Oswald Salcher versteht die Welt nicht: 9,16 Milliarden Euro haben sich die Österreicher letztes Jahr an Zinsen durch die Lappen gehen lassen, weil sie ihr Geld lieber auf niedrig bis gar nicht verzinsten Sparbüchern oder Konten liegen lassen haben, hat der Country Manager des Neobrokers Trade Republic ausgerechnet. „Dabei gibt es mittlerweile mehrere sehr gute Angebote“, sagt Salcher mit einem Kopfschütteln. Tatsächlich unterbieten sich aktuell Fintechs wie Trade Republic hierzulande mit günstigen Konditionen und überbieten sich gleichzeitig mit immer größeren Produktportfolios für die Kunden.

Der deutsche Neobroker Trade Republic, der seit fünf Jahren in Österreich tätig ist, ist bei den Konditionen sicher einer der aggressivsten und auffälligsten Anbieter.
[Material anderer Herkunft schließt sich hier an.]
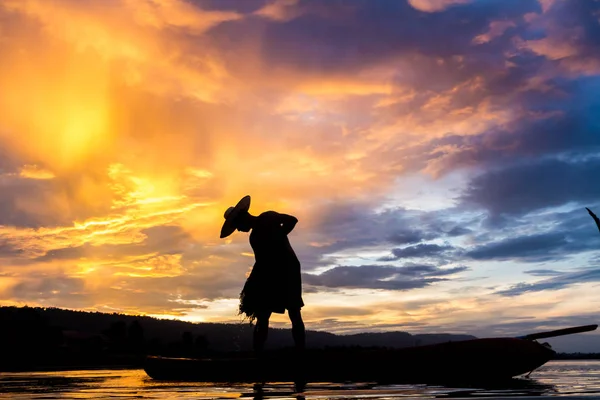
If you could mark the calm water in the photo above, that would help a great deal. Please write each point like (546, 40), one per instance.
(565, 379)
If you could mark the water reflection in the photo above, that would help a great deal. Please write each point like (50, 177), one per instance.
(564, 378)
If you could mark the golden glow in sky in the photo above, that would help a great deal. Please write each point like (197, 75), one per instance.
(128, 127)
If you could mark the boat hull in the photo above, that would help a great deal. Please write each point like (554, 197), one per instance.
(492, 359)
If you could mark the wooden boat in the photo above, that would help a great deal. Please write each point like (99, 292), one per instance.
(476, 360)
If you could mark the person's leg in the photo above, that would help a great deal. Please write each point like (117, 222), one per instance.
(261, 331)
(298, 330)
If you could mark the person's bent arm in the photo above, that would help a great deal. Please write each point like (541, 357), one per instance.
(287, 222)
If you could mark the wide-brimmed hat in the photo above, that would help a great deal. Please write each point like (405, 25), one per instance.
(231, 214)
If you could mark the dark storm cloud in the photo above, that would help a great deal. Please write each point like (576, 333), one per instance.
(370, 31)
(48, 287)
(558, 282)
(348, 225)
(548, 246)
(381, 277)
(543, 272)
(420, 250)
(524, 187)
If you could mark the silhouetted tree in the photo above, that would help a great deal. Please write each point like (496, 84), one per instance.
(187, 340)
(117, 334)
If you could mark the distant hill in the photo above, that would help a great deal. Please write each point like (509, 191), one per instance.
(220, 336)
(32, 337)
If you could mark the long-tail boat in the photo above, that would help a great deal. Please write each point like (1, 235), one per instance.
(474, 360)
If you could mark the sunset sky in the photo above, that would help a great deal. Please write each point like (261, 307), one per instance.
(439, 155)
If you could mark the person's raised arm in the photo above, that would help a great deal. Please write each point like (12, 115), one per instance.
(287, 222)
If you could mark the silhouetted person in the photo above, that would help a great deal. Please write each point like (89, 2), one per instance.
(274, 285)
(595, 218)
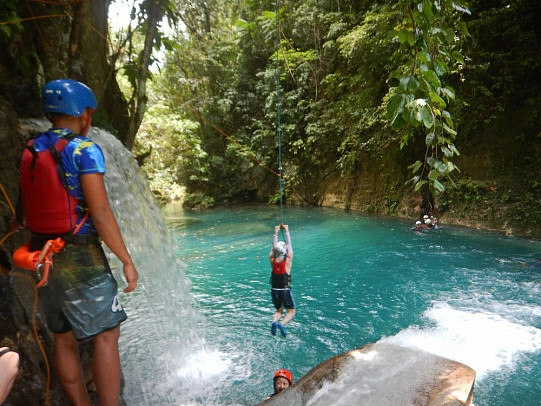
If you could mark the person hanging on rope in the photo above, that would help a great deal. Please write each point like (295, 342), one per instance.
(281, 258)
(63, 196)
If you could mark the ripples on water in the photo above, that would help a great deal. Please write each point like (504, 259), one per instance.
(461, 294)
(198, 326)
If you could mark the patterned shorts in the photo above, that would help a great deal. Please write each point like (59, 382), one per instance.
(81, 294)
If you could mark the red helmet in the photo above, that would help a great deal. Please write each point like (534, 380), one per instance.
(284, 373)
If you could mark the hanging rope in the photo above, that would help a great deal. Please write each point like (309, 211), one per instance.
(278, 126)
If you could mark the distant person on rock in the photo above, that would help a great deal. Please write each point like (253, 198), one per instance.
(281, 258)
(418, 226)
(63, 197)
(281, 381)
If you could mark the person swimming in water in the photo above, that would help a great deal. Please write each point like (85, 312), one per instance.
(282, 380)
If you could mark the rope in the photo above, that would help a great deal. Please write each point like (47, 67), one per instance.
(278, 124)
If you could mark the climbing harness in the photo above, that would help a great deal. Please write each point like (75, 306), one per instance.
(34, 311)
(41, 261)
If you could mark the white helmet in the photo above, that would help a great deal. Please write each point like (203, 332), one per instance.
(280, 249)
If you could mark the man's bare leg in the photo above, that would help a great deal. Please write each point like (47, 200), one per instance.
(69, 370)
(106, 367)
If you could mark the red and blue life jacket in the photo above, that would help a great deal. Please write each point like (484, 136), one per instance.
(49, 207)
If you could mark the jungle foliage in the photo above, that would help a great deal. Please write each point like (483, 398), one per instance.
(340, 82)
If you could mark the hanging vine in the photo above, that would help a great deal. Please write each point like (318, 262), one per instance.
(430, 36)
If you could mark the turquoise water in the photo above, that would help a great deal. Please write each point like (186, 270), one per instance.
(466, 295)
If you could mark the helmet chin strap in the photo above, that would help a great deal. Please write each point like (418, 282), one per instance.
(86, 120)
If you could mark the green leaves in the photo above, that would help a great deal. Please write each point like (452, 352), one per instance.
(430, 32)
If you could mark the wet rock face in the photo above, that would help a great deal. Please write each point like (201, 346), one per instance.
(382, 374)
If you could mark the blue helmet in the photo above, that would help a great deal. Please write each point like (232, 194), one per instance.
(67, 96)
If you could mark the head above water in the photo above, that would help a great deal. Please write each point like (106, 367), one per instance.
(280, 249)
(67, 96)
(282, 380)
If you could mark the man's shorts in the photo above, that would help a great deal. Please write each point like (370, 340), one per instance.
(81, 294)
(282, 297)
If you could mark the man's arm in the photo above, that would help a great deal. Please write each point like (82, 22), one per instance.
(105, 222)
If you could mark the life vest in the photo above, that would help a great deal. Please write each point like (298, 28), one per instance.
(279, 277)
(49, 207)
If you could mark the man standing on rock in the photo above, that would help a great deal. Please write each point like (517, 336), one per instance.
(64, 196)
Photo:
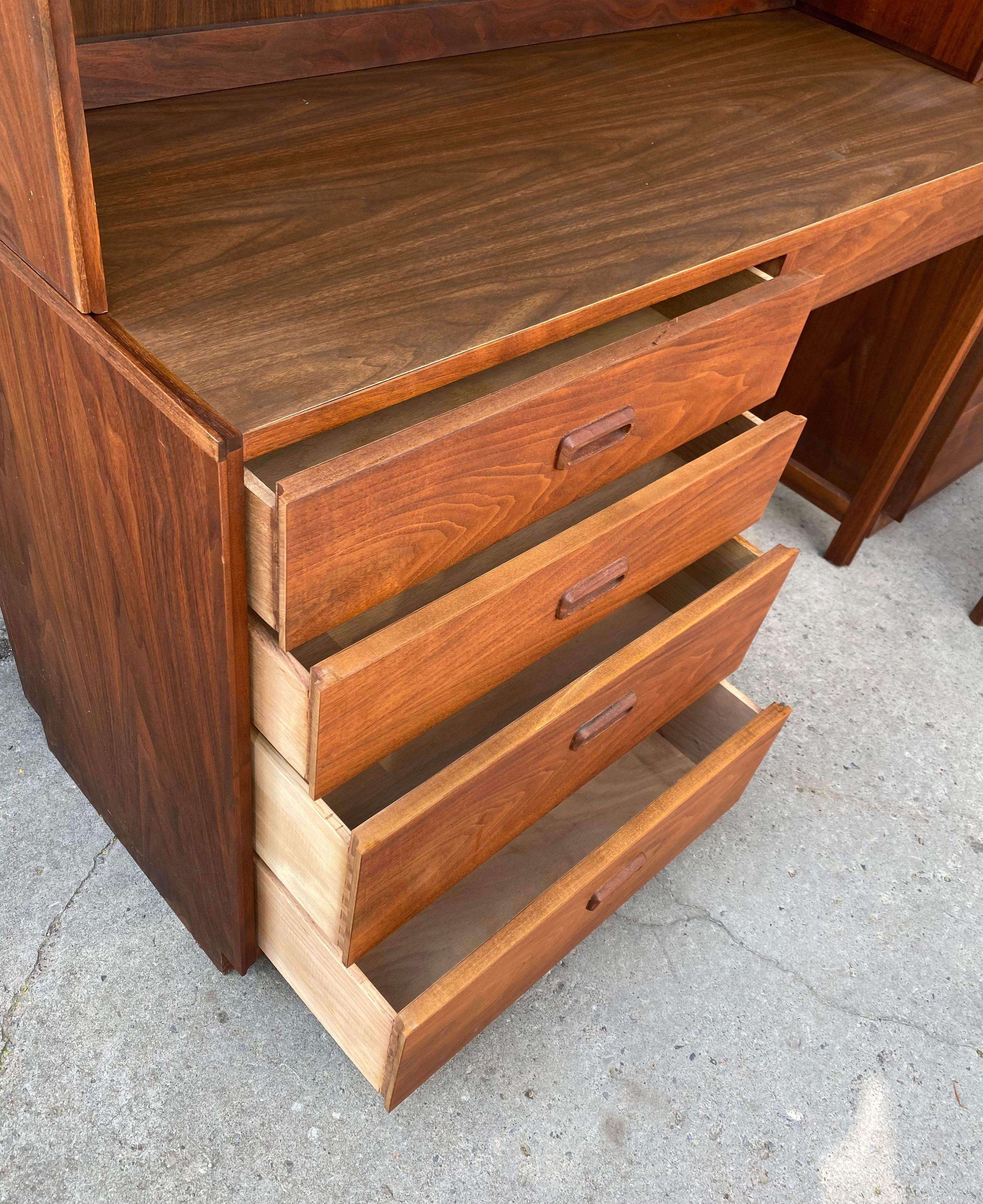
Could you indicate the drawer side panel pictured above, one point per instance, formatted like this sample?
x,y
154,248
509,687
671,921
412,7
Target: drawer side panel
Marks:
x,y
456,1008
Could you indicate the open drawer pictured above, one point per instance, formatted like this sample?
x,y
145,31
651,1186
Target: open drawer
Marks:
x,y
378,849
365,511
429,989
371,685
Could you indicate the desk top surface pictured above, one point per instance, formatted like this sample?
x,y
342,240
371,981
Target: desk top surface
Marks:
x,y
369,235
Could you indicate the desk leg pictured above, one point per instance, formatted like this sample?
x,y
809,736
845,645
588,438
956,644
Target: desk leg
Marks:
x,y
955,340
870,371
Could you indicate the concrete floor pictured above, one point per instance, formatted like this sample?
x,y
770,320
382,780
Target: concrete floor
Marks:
x,y
792,1011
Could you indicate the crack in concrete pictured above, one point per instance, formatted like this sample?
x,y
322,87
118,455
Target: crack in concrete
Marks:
x,y
51,932
701,916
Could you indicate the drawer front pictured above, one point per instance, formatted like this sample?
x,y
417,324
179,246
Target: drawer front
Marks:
x,y
371,523
381,693
442,1020
485,799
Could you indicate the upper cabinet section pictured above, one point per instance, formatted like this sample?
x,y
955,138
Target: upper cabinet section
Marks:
x,y
951,33
305,253
47,214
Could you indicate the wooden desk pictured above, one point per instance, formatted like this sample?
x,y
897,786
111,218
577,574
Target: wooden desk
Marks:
x,y
418,696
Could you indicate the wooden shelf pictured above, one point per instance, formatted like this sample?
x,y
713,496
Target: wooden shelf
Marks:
x,y
301,253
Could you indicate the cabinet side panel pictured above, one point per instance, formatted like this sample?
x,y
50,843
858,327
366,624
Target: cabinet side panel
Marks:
x,y
121,582
47,211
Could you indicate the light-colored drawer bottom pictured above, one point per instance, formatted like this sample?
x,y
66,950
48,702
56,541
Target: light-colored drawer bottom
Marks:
x,y
423,994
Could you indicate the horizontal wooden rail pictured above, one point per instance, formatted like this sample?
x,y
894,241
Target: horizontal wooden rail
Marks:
x,y
178,63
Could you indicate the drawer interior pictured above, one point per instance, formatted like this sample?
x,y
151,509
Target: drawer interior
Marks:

So verlangt das Unternehmen null Euro Depotgebühr, null Euro für Spar­pläne und bloß einen Euro je Trade. Und auch die Zinsen der EZB werden eins zu eins an die Kunden weitergegeben. Seit Ende April ist Trade Republic außerdem steuereinfach und mit österreichischer IBAN am Markt, was einen zusätzlichen Push verursacht hat. Die Zahl der Kunden in Österreich soll sich seitdem in wenigen Monaten von 100.000 auf 200.000 nahezu verdoppelt haben, ist aus dem Markt zu hören. Bestätigen will der Kärntner Salcher, der als One-Man-Show für Trade Republic in Österreich fungiert, diese Zahl nicht, nur so viel: „Das Echo der Kunden war riesig. Wir können viele Neukunden begrüßen, es sind aber auch viele von anderen ­Anbietern zu uns gewechselt.“

Und davon gibt es mittlerweile mehr als genug. Broker-Test.at listet nicht weniger als 40 Anbieter auf, darunter auch Traditionsbanken wie die Erste Bank, Raiffeisen oder die Bawag. Aber immer mehr auch reine Digitalanbieter wie Scalable Capital, flatex, N26 oder Revolut. Immer mehr, so scheint es, wollen von dem immer größer werdenden Kuchen der Wertpapierbesitzer mitnaschen und – im Idealfall – diesen noch weitere Produkte andrehen.

Bank statt Broker

Denn viele der ursprünglich reinen Broker entwickeln sich so wie Trade Republic – diese hat Ende 2023 eine deutsche Banklizenz bekommen – zu einer digitalen Vollbank. Neben Aktien und ETF-Handel bieten die meisten auch Kryptos, Sparpläne, Gratiskonten und Vermögensverwaltung an. „Unser Ziel ist es natürlich, dass unsere Kunden unser gesamtes Angebot nutzen und keine andere Finanz-App brauchen“, sagt Salcher. Broker-Kunden dürften aber einfacher zu gewinnen sein als andere. Denn dabei handelt es sich zumeist um die jüngere Generation bis 35 Jahre. „Die jungen Leute vergleichen mehr“, weiß der Trade-Republic-Manager. Und sie dürften auch wechselwilliger sein als ältere Generationen. Vor allem niedrigschwellige Angebote ohne Gebühren, wie sie von vielen der Neobroker angeboten werden, sprechen die jungen Trader stark an. Dabei bedienen sich die Broker gerne der Hilfe von Finfluencern, die ihre Produkte im Netz bewerben. Jüngste Zahlen des Beraters Kearney zeigen, dass bereits 30 Prozent der Befragten bei ihren Investments den Weg über einen Onlinebroker gehen, 31 Prozent sprechen direkt bei der Bank vor und 26 Prozent tätigen ihre Investments über eine Bank-Website.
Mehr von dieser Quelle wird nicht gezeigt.